Ils partirent donc, et Tom tenait fermement le Leprauchun dans sa main, et ne le quittait jamais des yeux, bien qu'ils aient dû traverser des haies et des fossés, et une grande étendue de tourbière, jusqu'à ce qu'ils arrivent enfin à un grand champ rempli de genêts.
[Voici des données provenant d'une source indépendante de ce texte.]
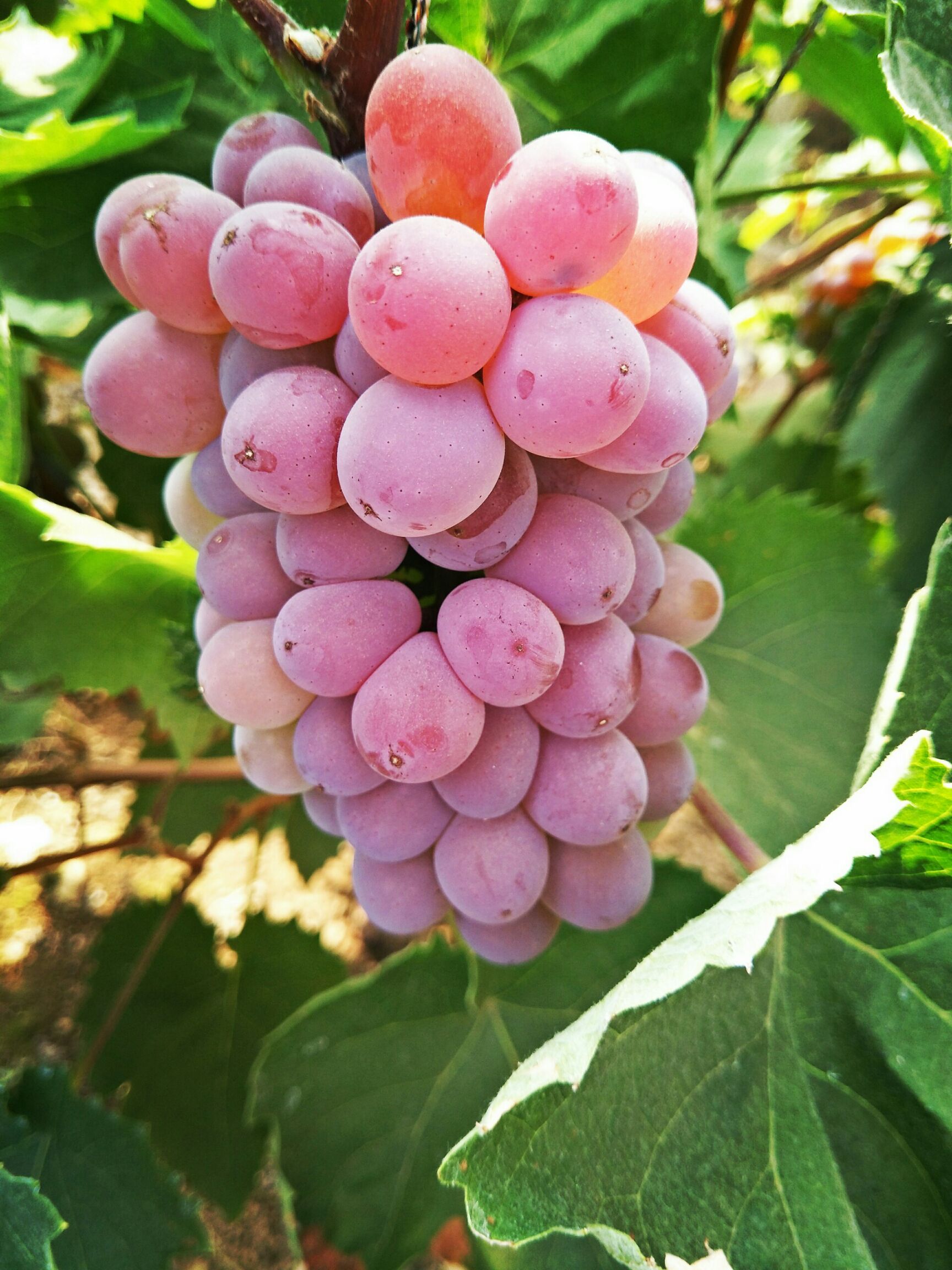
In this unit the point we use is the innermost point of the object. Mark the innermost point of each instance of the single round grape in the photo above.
(241, 681)
(248, 141)
(498, 774)
(491, 870)
(416, 460)
(413, 719)
(661, 254)
(296, 174)
(624, 494)
(669, 424)
(281, 437)
(243, 362)
(164, 254)
(570, 376)
(697, 325)
(353, 364)
(494, 529)
(673, 692)
(440, 127)
(691, 601)
(267, 760)
(502, 641)
(239, 572)
(575, 557)
(331, 639)
(598, 888)
(511, 943)
(336, 546)
(670, 778)
(597, 685)
(154, 389)
(587, 792)
(187, 515)
(394, 822)
(561, 212)
(649, 574)
(280, 273)
(673, 499)
(325, 751)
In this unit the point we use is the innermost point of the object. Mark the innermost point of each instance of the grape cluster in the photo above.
(453, 370)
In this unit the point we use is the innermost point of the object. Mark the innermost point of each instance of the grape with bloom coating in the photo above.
(575, 557)
(440, 127)
(416, 460)
(570, 376)
(331, 639)
(413, 719)
(491, 870)
(429, 300)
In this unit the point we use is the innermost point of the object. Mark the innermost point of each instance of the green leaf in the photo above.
(795, 663)
(98, 610)
(774, 1080)
(371, 1083)
(187, 1039)
(123, 1212)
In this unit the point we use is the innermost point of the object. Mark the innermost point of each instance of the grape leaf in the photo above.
(772, 1080)
(372, 1081)
(203, 1026)
(122, 1210)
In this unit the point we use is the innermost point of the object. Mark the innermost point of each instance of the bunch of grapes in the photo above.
(453, 370)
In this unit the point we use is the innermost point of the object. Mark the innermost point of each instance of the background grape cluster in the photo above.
(433, 407)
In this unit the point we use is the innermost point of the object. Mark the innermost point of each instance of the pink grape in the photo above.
(325, 751)
(697, 325)
(280, 273)
(399, 897)
(248, 141)
(598, 888)
(673, 692)
(587, 792)
(670, 778)
(241, 681)
(624, 494)
(413, 719)
(429, 300)
(673, 501)
(494, 529)
(336, 546)
(597, 685)
(394, 822)
(661, 254)
(561, 212)
(669, 424)
(243, 362)
(353, 364)
(491, 870)
(575, 557)
(239, 572)
(649, 574)
(332, 639)
(691, 601)
(164, 254)
(440, 127)
(418, 460)
(497, 775)
(281, 440)
(154, 389)
(502, 641)
(267, 760)
(570, 376)
(298, 174)
(511, 943)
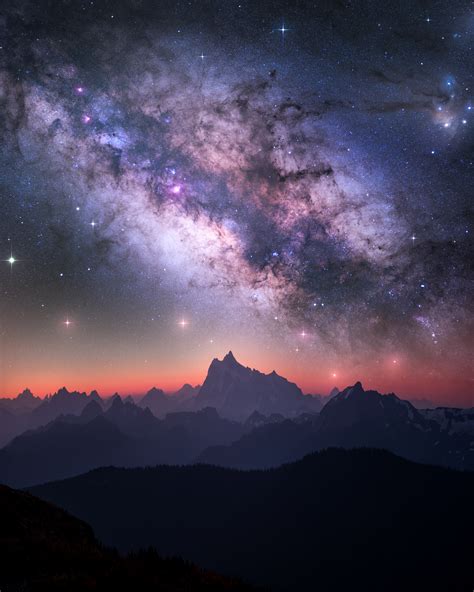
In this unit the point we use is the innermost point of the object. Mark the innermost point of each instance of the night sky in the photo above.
(289, 180)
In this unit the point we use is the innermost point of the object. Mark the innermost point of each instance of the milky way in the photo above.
(302, 192)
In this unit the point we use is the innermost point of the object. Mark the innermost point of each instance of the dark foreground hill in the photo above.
(42, 548)
(336, 520)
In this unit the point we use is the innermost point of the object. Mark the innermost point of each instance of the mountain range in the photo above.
(358, 418)
(336, 520)
(239, 418)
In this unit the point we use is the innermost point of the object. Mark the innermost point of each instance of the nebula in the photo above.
(300, 198)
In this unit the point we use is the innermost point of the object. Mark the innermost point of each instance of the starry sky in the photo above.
(292, 181)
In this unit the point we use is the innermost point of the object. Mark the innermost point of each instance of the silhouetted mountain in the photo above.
(236, 392)
(257, 420)
(61, 403)
(45, 549)
(337, 520)
(23, 403)
(122, 435)
(355, 418)
(451, 419)
(187, 392)
(63, 449)
(158, 402)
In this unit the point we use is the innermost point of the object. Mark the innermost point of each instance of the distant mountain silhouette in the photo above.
(44, 548)
(337, 520)
(122, 435)
(23, 403)
(357, 418)
(236, 392)
(15, 415)
(62, 402)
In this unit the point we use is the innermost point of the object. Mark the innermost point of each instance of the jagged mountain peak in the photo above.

Le Leprauchun a montré un grand genêt, et a dit:
"Creusez sous ce genêt, et vous trouverez le grand pot tout plein de pièces d’or."

Tom n'avait pas pensé à apporter une bêche avec lui, alors il se décida à courir chez lui pour en chercher une ; et, pour reconnaître l'endroit, il ôta une de ses bretelles rouges et l'attacha autour du genêt.
Mais avant de partir, il dit au Leprauchun :
_ « Jurez que vous n'enlèverez pas cette bretelle à ce genêt.
Et le Leprauchun jura de ne pas y toucher.
_ "Je suppose," dit le Leprauchun "que vous n'avez plus besoin de moi ?"
_ "Non," dit Tom; "vous pouvez partir maintenant, et que la bonne chance vous accompagne partout où vous irez."
_ "Bien, au revoir à vous, Tom Fitzpatrick", a dit le Leprauchun; "et que la fortune vous accompagne quand vous l'obtiendrez."
Alors Tom a couru à perdre haleine, jusqu'à ce qu'il arrive chez lui et a pris une bêche. Puis il est reparti aussi vite qu'il le pouvait, pour retourner au champ de genêts. Mais quand il est arrivé là-bas ; pas un genêt dans le champs qui n'eût une bretelle rouge, le même modèle que la sienne, nouée autour de lui. Et quant à déterrer tout le champ, c'était un non-sens, car il y avait plus de quarante bons acres irlandais dedans. Alors Tom revint à la maison avec sa bêche sur l'épaule, un peu plus lentement qu'il n'y était allé.

Et depuis, Tom ne pouvait s’empêcher de maudire le Leprauchun chaque fois qu'il pense au tour qu'il lui avait joué.